Minimum Hardware Specifications:
| Service | CPU | RAM | Disk | Optional | 
|---|---|---|---|---|
| Zookeeper | 2 CPU | 4 GB | 20 GB | No | 
| Postgres | 2 CPU | 4 GB | 20 GB | No | 
| Gathr | 8 CPU | 32 GB | 100 GB | No | 
| HAProxy | 1 CPU | 1 GB | 10 GB | No | 
| Elasticsearch | 2 CPU | 4 GB | 20 GB | Yes | 
| RabbitMQ | 1 CPU | 2 GB | 10 GB | Yes | 
| Spark Standalone | Custom | Custom | 100 GB | Yes | 
| HDFS & YARN | Custom | Custom | 100 GB | Yes | 
Additional Requirements:
- HAProxy and Gathr must run on separate machines.
- vm.max_map_countvalue should be 262144 in- /etc/sysctl.conf
- Python3 and pip3 are required on the server.
- OpenJDK17 should be installed on all nodes.
3. PEM File Requirement for HAProxy
- HAProxy Server should be up and running with SSL in case of deploying Klera Analytics. Non-SSL HAProxy will work if not using Klera Analytics.
- Valid .pem file is required for enabling SSL on HAProxy.
4. Ansible Server
- Ansible should be installed on the server from where you will run the playbook.
- SELinux should be disabled on all the servers.
- Password less SSH must be enabled from the Ansible server to the Gathr and HAProxy machines.
- Note: Password less SSH should be configured for the root user on the remote server.
Command to add password less SSH:
Copy ssh key to remote server:
ssh-copy-id root@remote_host
Test ssh passwordless connection:
ssh root@remote_host
5. Shared Location
- Create a shared path that is accessible by the Gathr Nodes.
- The same path shall be mounted on Spark nodes and Gathr Analytics.

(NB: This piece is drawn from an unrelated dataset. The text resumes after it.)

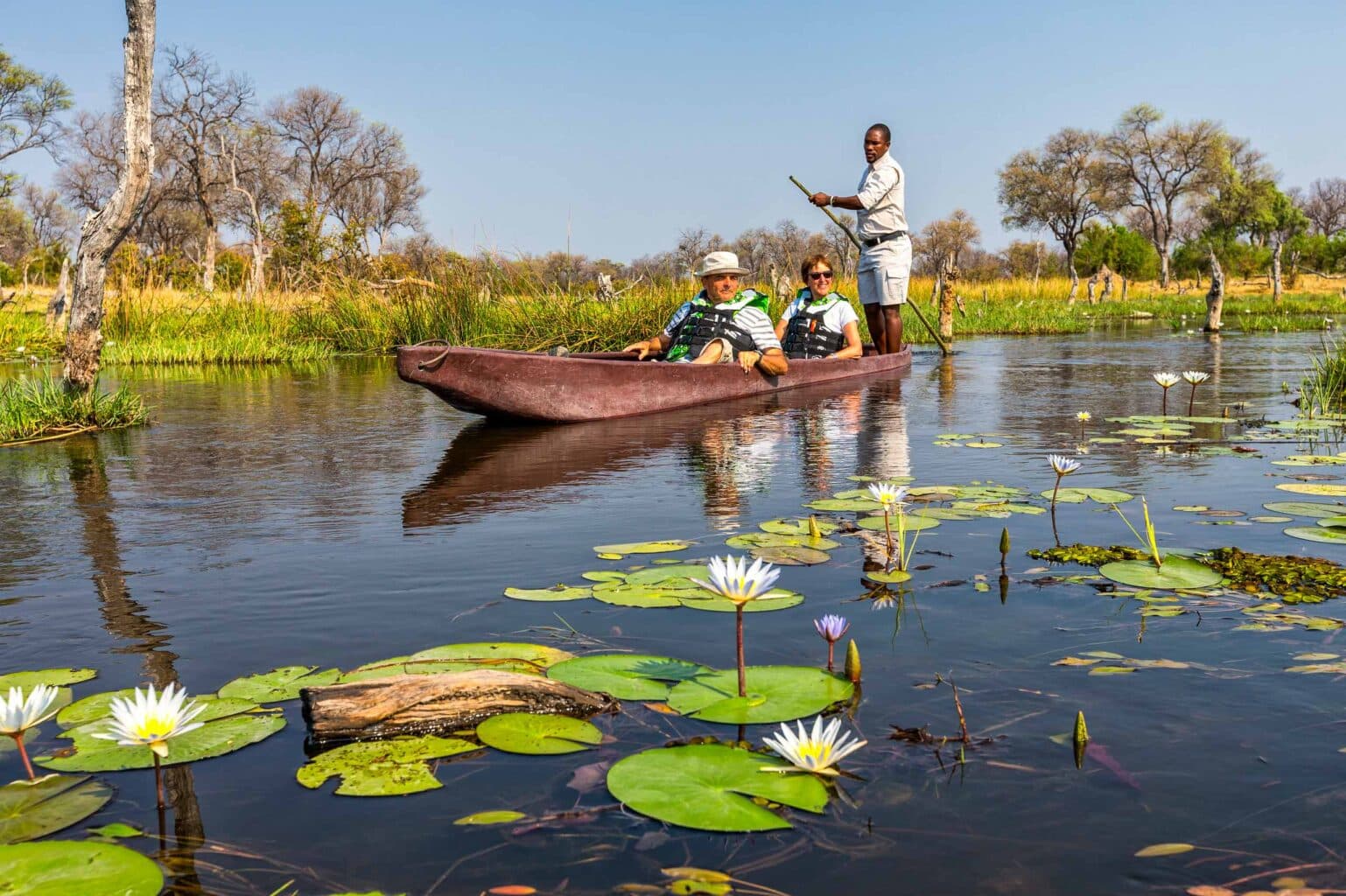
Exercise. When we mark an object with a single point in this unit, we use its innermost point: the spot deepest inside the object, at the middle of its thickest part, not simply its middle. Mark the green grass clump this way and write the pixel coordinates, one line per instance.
(39, 407)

- All deployment nodes should be on same network
6. Port Availability
Below ports should be available on the servers where the respective services are being deployed.
| Service | Ports (Default) | Optional | 
|---|---|---|
| Zookeeper | 2181, 2888, 3888, 8081 | No | 
| Postgres | 5432 | No | 
| Gathr | 8090, 9595 | No | 
| HAProxy | 8090, 9596 | No | 
| Elasticsearch | 9200, 9300 | Yes | 
| RabbitMQ | 5672, 15672 | Yes | 
| Spark Standalone | 7077, 8080, 8081, 6066, 18080 | Yes | 
| HDFS & YARN (Non-HA) | 8020, 9870, 9864, 9866, 9867, 8141, 8088, 8030, 8025, 8050, 8042, 8040, 19888, 10020, 10033 | Yes | 
| HDFS & YARN (HA) | 8485, 8480, 8020, 50070, 8019, 9866, 9867, 50075, 8141, 8088, 8030, 8025, 8050, 8042, 8040, 19888, 10020, 10033 | Yes | 
7. User Permissions for Docker
- Create an application user on the server with password-based authentication.
- Note: The UID and GID for this user must be the same across all machines.
- The docker and docker compose commands should be accessible by this application user.
Ensure the application user is part of the docker group.
Verify the user’s group membership:
id <username>
Confirm Docker commands are working:
docker ps
8. Local Volume for Gathr Data
A local directory is required to store Gathr data. Note: This path should be accessible on the Gathr nodes.
mkdir -p /shared/path/gathr-volume
9. (Optional) OpenAI API Key Requirement
- An OpenAI API key is required to use the Gathr IQ feature.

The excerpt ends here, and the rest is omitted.